If you even suspect you might want to someday become a startup founder or founding engineer, I’d like to suggest a couple of practical tips that prepare you for that path.
Learn the basics of venture capital
You don’t need to fear venture capital – remember, they work for you! – but you need to understand the mechanics of how the system works. The easy move here is to read this recent book by the operations partner at top VC firm Andreesen Horowitz: Secrets of Sand Hill Road.
“Operations partner” means Kupor’s the guy who makes the checks show up in your bank account on time once someone else decides to invest.
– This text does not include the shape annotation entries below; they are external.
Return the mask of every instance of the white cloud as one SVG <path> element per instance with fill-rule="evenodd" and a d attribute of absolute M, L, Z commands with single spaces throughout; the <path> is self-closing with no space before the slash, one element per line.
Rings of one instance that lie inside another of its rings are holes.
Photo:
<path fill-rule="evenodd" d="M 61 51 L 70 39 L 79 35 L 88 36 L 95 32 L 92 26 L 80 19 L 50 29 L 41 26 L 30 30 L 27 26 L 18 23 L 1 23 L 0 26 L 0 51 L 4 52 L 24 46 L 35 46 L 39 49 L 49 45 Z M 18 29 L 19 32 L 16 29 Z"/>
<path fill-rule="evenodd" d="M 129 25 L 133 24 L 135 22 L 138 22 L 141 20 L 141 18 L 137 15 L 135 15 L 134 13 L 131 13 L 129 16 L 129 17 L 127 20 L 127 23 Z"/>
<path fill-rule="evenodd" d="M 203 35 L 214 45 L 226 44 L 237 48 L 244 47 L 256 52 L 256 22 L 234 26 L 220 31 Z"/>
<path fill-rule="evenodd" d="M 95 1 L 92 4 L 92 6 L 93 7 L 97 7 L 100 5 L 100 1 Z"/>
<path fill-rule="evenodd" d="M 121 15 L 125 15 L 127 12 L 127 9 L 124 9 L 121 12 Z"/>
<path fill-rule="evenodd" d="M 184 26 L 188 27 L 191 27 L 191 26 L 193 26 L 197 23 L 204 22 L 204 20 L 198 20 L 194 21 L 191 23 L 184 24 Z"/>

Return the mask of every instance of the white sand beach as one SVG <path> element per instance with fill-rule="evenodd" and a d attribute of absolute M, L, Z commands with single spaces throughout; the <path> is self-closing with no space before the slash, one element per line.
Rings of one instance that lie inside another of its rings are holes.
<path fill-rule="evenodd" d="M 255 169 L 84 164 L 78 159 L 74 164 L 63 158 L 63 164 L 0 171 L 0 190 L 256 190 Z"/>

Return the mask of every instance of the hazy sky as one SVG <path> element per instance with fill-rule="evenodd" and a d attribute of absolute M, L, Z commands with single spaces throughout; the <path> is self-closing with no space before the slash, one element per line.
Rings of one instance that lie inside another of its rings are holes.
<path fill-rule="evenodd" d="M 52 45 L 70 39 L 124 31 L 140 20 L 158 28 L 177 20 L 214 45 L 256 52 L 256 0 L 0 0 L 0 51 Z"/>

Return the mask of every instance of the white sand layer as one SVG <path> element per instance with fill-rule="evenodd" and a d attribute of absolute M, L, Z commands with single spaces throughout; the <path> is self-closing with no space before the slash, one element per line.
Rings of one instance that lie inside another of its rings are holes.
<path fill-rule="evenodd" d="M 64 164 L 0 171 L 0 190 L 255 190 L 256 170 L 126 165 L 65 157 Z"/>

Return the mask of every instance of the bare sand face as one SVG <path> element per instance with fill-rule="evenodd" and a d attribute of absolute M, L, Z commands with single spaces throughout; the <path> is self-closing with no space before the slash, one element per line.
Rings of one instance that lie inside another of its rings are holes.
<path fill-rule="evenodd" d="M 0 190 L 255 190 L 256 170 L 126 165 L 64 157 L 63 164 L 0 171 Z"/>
So he doesn’t have that much to say about how startups are SELECTED but he can explain much about what happens AFTER the selection process.
You may or may not have already had the opportunity to learn about the venture capital system from the employee point of view, but in either case this is a good quick overview by former Uber dev Gergely Orosz.
However, remember that the entire available stock pool for employees is generally only between 10 – 15% of mostly non-voting shares! It’s super important to your employees but still only one of the interests you will be mandated to balance when you’re a founder – and a minority interest at that.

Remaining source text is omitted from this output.